Not so 'stylish' but a commendable representation of Poirot's first case, 24 May 2009
Author: sn939

The Mysterious Affair at Styles, published in 1920, is a historic novel in 2 ways: It launched the literary career of the 'Queen of Crime'-Agatha Christie and it introduced to the world the greatest fictional detective after the legendary Sherlock Holmes, Hercule Poirot. Beyond its historical significance and the fact that it was obviously well-written with a well-constructed plot, the novel is not really considered remarkable when you stack it up against some of Christie's far superior and far more famous works published over the next several decades (The Murder of Roger Ackroyd, Murder on the Orient Express, Death on the Nile, A Murder is Announced, And Then There Were None stand out as some exceptional works), but nevertheless, it certainly deserved an adaptation of some sort which is precisely what Granada did for the centenary of Christie's birth year...

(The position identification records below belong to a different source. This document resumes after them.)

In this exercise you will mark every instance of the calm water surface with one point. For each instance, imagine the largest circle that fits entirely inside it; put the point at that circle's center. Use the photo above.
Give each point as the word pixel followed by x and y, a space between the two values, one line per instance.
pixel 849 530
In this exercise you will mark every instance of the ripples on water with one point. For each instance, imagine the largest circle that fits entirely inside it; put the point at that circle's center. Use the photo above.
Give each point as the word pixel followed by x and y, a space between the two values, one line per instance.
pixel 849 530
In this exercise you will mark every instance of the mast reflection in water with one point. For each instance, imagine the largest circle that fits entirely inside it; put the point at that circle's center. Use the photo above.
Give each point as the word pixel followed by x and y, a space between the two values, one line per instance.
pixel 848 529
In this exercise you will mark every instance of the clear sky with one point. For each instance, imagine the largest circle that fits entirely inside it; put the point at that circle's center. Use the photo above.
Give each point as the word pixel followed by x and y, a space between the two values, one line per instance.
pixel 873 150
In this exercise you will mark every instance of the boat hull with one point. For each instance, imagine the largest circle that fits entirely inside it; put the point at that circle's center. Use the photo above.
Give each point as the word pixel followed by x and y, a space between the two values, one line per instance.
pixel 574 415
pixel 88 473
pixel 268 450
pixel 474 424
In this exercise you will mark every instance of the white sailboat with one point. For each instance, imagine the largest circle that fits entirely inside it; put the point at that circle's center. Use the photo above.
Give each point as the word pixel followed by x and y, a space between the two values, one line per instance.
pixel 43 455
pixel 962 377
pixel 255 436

STYLES tells the story of how the Belgian sleuth, Hercule Poirot(David Suchet), who is a refugee from his native land during the First World War, ends up being invited by his old English friend, Arthur Hastings (Hugh Fraser) to investigate the murder of a wealthy old woman, Mrs Inglethorp, who died under mysterious circumstances in her country house, Styles Court, in the middle of the night. Poirot puts his detective skills to good use, investigating the scene of the crime, interviewing suspects and witnesses, collecting evidence and ultimately using the little 'grey cells' of the brain to discover the hidden truths of the matter. There are certainly no shortage of suspects in this case: There is Mrs. Inglethorps eldest son to consider, not to mention his wife and younger brother; there is her protégée and of course her much younger second husband who is hated by the rest of the family. Clues are in abundance as well: a smashed coffee cup, a glass of cocoa, a burnt document, a piece of green thread... The differences between STYLES and other Poirot adaptations which Suchet acted in become apparent-there is the setting to consider; Poirot is no longer (or rather, hasn't yet reached) the Art Deco settings of 1930's London; his reputation is briefly hinted at but he still isn't considered the greatest and most famous detective of Europe; Hastings too is just getting used to the idea of playing the slow sidekick to a great mind. There are also certain differences derived from the fact that this is Christie's first novel, like the abundance of clues and tangible evidence, the vast number of red herrings (later Christie stories would have more subtle psychological elements), the excessive stereotyping of the characters etc. But all this shouldn't spoil your enjoyment of a well-directed and acted TV movie. A must watch for all Christie and Poirot fans!